Artists Braasch and Spangler transformed the story into a piece of art, drawing inspiration from Dave McKean’s work on The Sandman comic book series. “I never thought I’d get a chance to turn a true story into what feels so much like a fantasy piece,” Braasch said. “It’s been an amazing experience.”

The project also shows that science and art can make an interesting pairing. “I’ve always liked astronomy,” Spangler said. “This project allowed me to learn so much while exploring how to combine Hubble images and my own artistic ideas.”

Gay is known for her writings about astronomy and her involvement with Galaxy Zoo, an internationally recognized “citizen astronomy” project, and the highly acclaimed Astronomy Cast and the award-winning 365 Days of Astronomy podcasts. Both shows are produced as collaborations between SIUE and Astrosphere New Media Association.

“In summer 2007, Dutch schoolteacher Hanny van Arkel was exploring galaxies through the Galaxy Zoo citizen science project (http://www.galaxyzoo.org),” Gay explained. “In one image she saw a mysterious glowing blob of gas. She wasn’t the first person to see this blob, but she was the first person to ask, ‘What is the stuff?’

“Her simple question started her and a global team of astronomers on an adventure of discovery that would take them around the world and even into orbit,” Gay said. “This story, including how the Hubble Space Telescope helped solve the mystery, is told in the comic book.”

In the spirit of the “citizen science” nature of this discovery, the comic book was scripted through a citizen writing project. A team of authors was recruited at CONvergence, a three-day science fiction conference in Bloomington, Minn., in early July. Editing of this team project was provided by Gay and Kelly McCullough, author of the WebMage series.

The comic book will be released in digital and physical form at 10 p.m. Eastern time on Sept. 3 during a special event at Dragon*Con. Gay, Braasch and Spangler plan to be present, and the event will be streamed over the internet: http://www.ustream.tv/channel/voorwerp-comic-release.

The first 500 attendees of the event will receive copies of a special first printing of the comic. Online viewers will be able to download a PDF file from http://hannysvoorwerp.zooniverse.org. A second printing will be available for order via the website in mid-September.

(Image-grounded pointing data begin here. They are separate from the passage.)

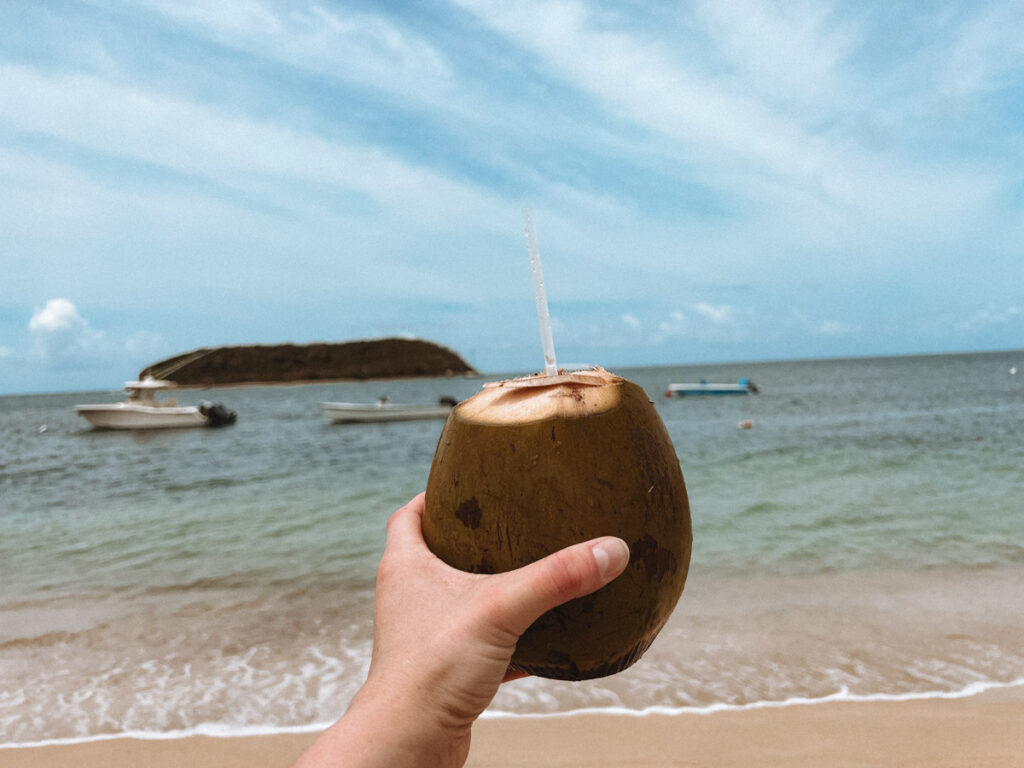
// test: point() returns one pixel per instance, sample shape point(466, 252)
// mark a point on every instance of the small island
point(276, 364)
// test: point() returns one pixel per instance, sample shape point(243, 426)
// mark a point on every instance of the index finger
point(406, 524)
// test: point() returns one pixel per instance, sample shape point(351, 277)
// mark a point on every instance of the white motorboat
point(143, 411)
point(382, 411)
point(743, 386)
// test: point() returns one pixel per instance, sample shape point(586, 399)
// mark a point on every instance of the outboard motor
point(216, 415)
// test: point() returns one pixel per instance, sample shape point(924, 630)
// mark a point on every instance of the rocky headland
point(378, 358)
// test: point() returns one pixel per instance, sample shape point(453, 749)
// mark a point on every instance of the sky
point(710, 180)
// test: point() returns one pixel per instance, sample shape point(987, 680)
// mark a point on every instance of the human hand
point(442, 642)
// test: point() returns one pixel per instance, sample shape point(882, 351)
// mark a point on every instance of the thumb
point(560, 577)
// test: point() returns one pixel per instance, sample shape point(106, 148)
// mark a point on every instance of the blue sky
point(711, 180)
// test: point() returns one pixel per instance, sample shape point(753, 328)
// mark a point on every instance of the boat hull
point(128, 416)
point(353, 413)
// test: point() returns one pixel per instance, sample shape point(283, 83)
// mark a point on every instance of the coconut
point(528, 466)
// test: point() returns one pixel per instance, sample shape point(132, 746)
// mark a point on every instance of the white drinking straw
point(550, 368)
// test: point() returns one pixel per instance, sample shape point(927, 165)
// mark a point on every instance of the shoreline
point(979, 729)
point(1012, 690)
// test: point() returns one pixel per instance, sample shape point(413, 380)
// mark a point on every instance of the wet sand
point(982, 730)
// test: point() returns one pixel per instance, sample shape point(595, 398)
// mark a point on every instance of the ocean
point(863, 540)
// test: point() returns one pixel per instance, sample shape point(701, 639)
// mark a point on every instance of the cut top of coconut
point(541, 397)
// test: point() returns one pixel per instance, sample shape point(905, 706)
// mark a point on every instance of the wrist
point(384, 727)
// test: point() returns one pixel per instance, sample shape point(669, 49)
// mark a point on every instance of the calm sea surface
point(865, 539)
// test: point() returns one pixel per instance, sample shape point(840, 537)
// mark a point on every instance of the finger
point(568, 573)
point(406, 524)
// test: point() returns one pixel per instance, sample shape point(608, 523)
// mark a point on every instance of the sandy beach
point(982, 730)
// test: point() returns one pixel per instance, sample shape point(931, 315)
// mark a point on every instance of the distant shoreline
point(927, 733)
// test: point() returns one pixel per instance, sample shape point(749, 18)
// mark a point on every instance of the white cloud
point(718, 314)
point(62, 338)
point(58, 314)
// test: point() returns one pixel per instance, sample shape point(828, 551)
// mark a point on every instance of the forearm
point(381, 731)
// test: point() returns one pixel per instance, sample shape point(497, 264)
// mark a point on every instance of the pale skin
point(442, 642)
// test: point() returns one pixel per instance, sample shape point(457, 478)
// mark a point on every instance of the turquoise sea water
point(865, 538)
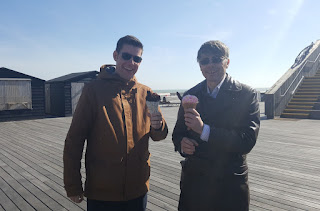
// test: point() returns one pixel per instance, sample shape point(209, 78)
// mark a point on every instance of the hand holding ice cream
point(152, 101)
point(192, 117)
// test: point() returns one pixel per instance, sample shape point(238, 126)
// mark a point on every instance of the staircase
point(305, 103)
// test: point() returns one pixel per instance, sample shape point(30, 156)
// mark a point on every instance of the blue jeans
point(138, 204)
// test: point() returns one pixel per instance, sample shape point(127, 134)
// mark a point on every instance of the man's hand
point(77, 199)
point(156, 120)
point(188, 146)
point(193, 120)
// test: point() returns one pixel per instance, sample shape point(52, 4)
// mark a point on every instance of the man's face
point(127, 61)
point(213, 68)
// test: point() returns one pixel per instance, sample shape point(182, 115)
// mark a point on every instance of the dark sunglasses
point(127, 56)
point(214, 60)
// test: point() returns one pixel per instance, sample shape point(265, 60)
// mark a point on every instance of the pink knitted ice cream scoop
point(189, 101)
point(152, 101)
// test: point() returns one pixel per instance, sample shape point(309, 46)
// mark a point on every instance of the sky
point(49, 39)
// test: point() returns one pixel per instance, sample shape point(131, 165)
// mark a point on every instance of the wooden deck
point(284, 166)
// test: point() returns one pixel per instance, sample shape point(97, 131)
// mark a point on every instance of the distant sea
point(181, 91)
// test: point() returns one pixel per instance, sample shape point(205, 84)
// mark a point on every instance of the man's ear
point(115, 55)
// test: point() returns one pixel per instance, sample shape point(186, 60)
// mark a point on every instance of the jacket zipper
point(124, 159)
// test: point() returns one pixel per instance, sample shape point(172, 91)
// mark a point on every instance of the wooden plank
point(283, 166)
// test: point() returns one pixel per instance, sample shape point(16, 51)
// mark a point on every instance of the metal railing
point(298, 75)
point(281, 93)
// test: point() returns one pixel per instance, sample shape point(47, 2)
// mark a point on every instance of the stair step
point(300, 106)
point(310, 86)
point(304, 111)
point(302, 103)
point(309, 90)
point(304, 99)
point(295, 115)
point(300, 95)
point(311, 79)
point(311, 83)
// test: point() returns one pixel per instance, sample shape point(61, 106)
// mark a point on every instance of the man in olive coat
point(215, 137)
point(112, 117)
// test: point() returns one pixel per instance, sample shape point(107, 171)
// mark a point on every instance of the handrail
point(298, 75)
point(298, 85)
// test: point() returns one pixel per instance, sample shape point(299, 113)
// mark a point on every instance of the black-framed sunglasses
point(127, 56)
point(214, 60)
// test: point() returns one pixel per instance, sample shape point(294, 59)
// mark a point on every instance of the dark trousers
point(138, 204)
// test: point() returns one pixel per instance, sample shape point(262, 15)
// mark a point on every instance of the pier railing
point(277, 98)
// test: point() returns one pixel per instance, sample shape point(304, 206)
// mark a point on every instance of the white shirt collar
point(215, 91)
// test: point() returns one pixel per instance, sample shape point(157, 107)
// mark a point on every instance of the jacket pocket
point(106, 176)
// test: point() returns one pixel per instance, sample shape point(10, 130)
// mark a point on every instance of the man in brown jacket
point(222, 130)
point(112, 116)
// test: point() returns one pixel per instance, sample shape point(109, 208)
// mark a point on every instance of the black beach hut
point(21, 96)
point(62, 93)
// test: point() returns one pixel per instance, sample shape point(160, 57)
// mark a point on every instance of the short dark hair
point(215, 47)
point(129, 40)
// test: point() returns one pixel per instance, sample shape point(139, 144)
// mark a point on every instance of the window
point(15, 93)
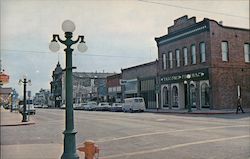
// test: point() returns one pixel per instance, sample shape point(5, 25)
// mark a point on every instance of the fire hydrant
point(90, 149)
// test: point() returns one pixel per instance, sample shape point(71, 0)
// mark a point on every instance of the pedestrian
point(239, 105)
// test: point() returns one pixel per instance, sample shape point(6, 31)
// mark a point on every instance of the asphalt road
point(143, 135)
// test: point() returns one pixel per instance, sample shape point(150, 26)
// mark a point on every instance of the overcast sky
point(119, 34)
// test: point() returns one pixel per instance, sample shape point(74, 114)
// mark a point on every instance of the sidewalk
point(195, 111)
point(12, 118)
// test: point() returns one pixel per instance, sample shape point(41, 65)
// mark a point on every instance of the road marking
point(167, 132)
point(174, 146)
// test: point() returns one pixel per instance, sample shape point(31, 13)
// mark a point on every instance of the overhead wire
point(189, 8)
point(97, 55)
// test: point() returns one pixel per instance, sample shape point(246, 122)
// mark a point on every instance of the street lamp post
point(188, 92)
point(24, 82)
point(69, 134)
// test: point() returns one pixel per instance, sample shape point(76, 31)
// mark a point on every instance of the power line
point(94, 55)
point(205, 11)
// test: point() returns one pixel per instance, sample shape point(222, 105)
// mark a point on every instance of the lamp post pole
point(69, 133)
point(24, 113)
point(188, 92)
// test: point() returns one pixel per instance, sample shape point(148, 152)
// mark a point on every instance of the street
point(134, 135)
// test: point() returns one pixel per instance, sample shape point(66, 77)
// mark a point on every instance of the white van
point(134, 104)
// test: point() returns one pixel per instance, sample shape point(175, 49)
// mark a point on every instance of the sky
point(119, 33)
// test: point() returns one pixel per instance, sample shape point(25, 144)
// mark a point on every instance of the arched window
point(165, 97)
point(175, 96)
point(205, 95)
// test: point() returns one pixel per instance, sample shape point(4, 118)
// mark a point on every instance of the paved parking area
point(139, 135)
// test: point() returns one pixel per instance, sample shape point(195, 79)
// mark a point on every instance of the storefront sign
point(193, 75)
point(4, 79)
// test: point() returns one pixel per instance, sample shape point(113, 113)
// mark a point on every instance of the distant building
point(206, 60)
point(140, 81)
point(56, 86)
point(42, 98)
point(114, 88)
point(87, 86)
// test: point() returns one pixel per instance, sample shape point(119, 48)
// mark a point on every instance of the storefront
point(147, 91)
point(177, 88)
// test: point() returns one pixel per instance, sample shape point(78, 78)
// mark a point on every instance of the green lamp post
point(69, 134)
point(24, 82)
point(188, 92)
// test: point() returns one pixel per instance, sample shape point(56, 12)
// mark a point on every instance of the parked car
point(80, 106)
point(116, 107)
point(103, 106)
point(91, 105)
point(45, 106)
point(63, 106)
point(38, 106)
point(29, 108)
point(134, 104)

The SIUE College of Arts and Sciences combines foundational education with diverse and highly-specialized coursework. Faculty help students explore diversity of ideas, experiences and people while learning to think and live as fulfilled, productive members of a global society. The College offers 44 degree programs in the arts, humanities and social and natural sciences.

SIUE offers the advantages of a small, liberal arts college with the low tuition rates of a state university. Our emphasis on undergraduate education, complemented by faculty research, creates practical applications for student learning. Located in the second most populated area of the state, this Illinois university draws students from all 102 Illinois counties, 42 states and 50 nations.